Tarih: 17.09.2010 |  Duyuru
Anayasa değişikliği ve süreç üzerine söyleşi yapıldı

Ürün Sosyalist Dergi olarak 12 Eylül 2010 Pazar günü yapılan ve AKP'nin anayasa üzerinde istediği değişiklikleri yapmasını sağlayan referandumun ardından ortaya çıkan sonuçları ve olasılıkları değerlendirmek üzere 19 Eylül 2010 Pazar günü Ürün Sosyalist Dergi toplantı salonunda saat 16.00'da bir söyleşi gerçekleştirdik.
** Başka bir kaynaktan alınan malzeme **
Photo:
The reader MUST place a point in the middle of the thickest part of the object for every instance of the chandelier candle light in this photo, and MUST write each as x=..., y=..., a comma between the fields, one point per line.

Söyleşi öğretim üyesi İsmail Kaplan'ın sunuşuyla başladı. Sunuş anayasa değişikliği ile sekiz yıldır iktidarda olan AKP'nin çok uzun zamandır kontrol altına alamadığı alanları, erkleri kontrol altına alabilecek değişiklikleri yaptığı belirtilerek başladı. Referandum sonuçlarındaki evet-hayır dağılımları bölgeler ve iller üzerinden ele alındı. Kürt illerinde BDP'nin yürütmüş olduğu boykotun pasif boykot çalışması anlamında başarılı olduğu illerin katılım oranları değerlendirilerek tespit edildi.

Kaplan, AKP'nin referandumda Saadet Partisi, Büyük Birlik Partisi ve Türkiye Partisi gibi gerici, muhafazakâr siyasi partilerin ve tarikatların çoğunluğunun desteğini aldığını belirtti. AKP'nin yaşlıların, emeklilerin, kadınların -özellikle evli, çocuklu ev kadınlarının- ve işçi sınıfının, emekçilerin çoğunluğundan oy aldığını; gençlerin, üst düzey eğitim görenlerin, düzenli bir işte ücretli, maaşlı çalışanların çoğunluğundan ise oy alamadığına değindi. Boykotun ağırlıklı olduğu iller dışındaki Kürt oylarının genelinin evetten yana çıktığını belirterek işçi sınıfı, emekçi katmanlar içinde ciddi etnik temelde bir bölünmenin işareti olduğunu, bunun giderilmesi gerektiğini vurguladı.

Karadeniz, İç Anadolu ve Doğu Anadolu'da evet oylarının çıktığının altını çizen İsmail Kaplan, MHP'nin Orta Anadolu ve Karadeniz'deki oylarının hayır doğrultusunda değil evet doğrultusunda çıktığını belirtti. Karadeniz ve Orta Anadolu'daki Kürt düşmanlığının esas olarak askerdeki ölümlere bağlı olduğuna değinerek buralarda ateşkesin sağlanabilmesiyle hükümet önemli bir koz yakalayabildiğini ve bölgedeki milliyetçi oyları da etrafına toparlayabildiğini anlattı. Doğrudan doğruya Kürtlerle fiziksel temasın daha gelişmiş olduğu yörelerde ise böyle bir durumun olmadığını, MHP'nin bu bölgelerde oylarını koruyabildiğine işaret etti. Buradan yola çıkarak "MHP'nin, şovenizmin etkisini, şartlanmışlığı kırabilmemiz önemli bir görev olarak karşımıza çıkıyor. Emekçilerin etnik temelde ya da başka bir temelde bölmekten kaçınmalıyız." dedi.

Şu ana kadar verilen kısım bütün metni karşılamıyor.